A secretaria classificou a conduta da autora como irregular e lamentou o ocorrido, que segundo a Sesau, expõe as pessoas fotografadas e constrange as famílias dos envolvidos. “Não compactuamos com esse tipo de conduta e vamos aguardar as investigações da polícia e colaborar com o que for preciso”, finalizou.

O caso - Técnica em necropsia do SVO (Serviço de Verificação de Óbitos) de Campo Grande procurou a polícia, na manhã deste sábado (13), depois de flagrar pela terceira vez funcionária terceirizada fazendo fotografias de cadáveres. As imagens eram compartilhadas em grupo de WhatsApp.

De acordo com técnica Sandra Araújo, que fez a denúncia, o primeiro flagrante aconteceu em junho de 2016. A funcionária que trabalha em uma empresa terceirizada de limpeza que presta serviços à Prefeitura recebeu advertência depois de compartilhar imagens de uma pessoa morta em um grupo de WhasApp feito por trabalhadores do local.

Mesmo sendo advertida na ocasião, a mulher não parou com as fotografias e novamente, em dezembro de 2017, foi vista tentando fotografar cadáveres que passariam por exame necroscópicos. O crime foi repetido nesta segunda-feira (8).
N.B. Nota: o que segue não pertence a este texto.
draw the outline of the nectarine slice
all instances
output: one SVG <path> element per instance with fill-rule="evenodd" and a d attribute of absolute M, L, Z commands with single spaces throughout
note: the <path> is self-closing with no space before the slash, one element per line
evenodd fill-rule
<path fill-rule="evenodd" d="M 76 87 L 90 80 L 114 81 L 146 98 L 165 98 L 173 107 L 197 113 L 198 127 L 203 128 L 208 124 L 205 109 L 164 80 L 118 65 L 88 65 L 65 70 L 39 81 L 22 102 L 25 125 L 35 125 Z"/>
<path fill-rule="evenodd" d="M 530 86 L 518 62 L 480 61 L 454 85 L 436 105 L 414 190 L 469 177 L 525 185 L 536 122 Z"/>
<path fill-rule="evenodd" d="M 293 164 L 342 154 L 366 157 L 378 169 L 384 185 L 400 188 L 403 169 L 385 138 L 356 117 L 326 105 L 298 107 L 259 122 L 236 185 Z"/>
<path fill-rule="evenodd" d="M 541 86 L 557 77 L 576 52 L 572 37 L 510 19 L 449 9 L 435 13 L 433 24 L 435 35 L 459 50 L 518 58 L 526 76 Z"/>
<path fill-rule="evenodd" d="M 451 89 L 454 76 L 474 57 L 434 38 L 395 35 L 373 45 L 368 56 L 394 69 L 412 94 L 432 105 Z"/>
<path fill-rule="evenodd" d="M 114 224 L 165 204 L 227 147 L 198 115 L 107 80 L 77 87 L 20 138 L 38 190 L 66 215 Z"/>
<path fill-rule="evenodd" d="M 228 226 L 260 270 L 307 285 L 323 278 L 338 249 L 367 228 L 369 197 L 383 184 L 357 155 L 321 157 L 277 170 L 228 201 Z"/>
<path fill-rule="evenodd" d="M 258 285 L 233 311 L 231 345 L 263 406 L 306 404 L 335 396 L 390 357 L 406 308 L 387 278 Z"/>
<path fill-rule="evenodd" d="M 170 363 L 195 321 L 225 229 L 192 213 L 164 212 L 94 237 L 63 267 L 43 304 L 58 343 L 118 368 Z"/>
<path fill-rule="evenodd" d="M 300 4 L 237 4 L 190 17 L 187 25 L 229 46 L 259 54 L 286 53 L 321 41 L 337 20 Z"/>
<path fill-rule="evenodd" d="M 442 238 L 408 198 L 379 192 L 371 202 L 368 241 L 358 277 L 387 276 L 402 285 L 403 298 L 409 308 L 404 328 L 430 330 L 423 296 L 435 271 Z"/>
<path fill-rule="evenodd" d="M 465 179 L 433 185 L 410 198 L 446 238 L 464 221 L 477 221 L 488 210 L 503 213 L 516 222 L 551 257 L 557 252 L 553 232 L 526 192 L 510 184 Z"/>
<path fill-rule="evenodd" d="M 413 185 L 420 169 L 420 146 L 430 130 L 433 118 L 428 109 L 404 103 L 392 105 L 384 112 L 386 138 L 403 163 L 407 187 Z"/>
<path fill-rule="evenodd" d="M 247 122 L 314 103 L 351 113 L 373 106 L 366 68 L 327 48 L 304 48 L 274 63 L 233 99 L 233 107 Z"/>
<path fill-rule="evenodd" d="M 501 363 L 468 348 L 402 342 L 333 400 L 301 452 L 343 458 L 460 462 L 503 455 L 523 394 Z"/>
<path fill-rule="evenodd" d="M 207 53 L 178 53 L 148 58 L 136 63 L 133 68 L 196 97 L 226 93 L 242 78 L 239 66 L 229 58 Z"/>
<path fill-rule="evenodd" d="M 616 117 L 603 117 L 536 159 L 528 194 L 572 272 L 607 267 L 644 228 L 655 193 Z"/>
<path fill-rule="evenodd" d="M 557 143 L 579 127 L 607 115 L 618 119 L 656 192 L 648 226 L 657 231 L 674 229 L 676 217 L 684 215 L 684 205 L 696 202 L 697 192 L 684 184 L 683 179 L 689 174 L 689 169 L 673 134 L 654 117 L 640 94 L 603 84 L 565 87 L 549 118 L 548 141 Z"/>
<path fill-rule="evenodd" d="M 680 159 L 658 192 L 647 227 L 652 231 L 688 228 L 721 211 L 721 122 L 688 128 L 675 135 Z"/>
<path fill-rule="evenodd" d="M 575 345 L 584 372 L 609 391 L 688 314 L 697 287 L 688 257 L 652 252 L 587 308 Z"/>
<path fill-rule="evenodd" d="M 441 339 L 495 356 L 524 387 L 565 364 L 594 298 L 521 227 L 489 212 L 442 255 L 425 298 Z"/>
Em todos os flagrantes, a técnica afirma a mulher não tentou se defender e “se fez de desentendida”. Provas foram entregues à polícia e ocaso foi registrado na Depac (Delegacia de Pronto Atendimento) como vilipêndio de cadáver.

O SVO fica no complexo do Imol (Instituto de Medicina e Odontologia Legal) e é responsável por exames necroscópicos em vítimas de morte natural e do controle epidemiológico da Capital.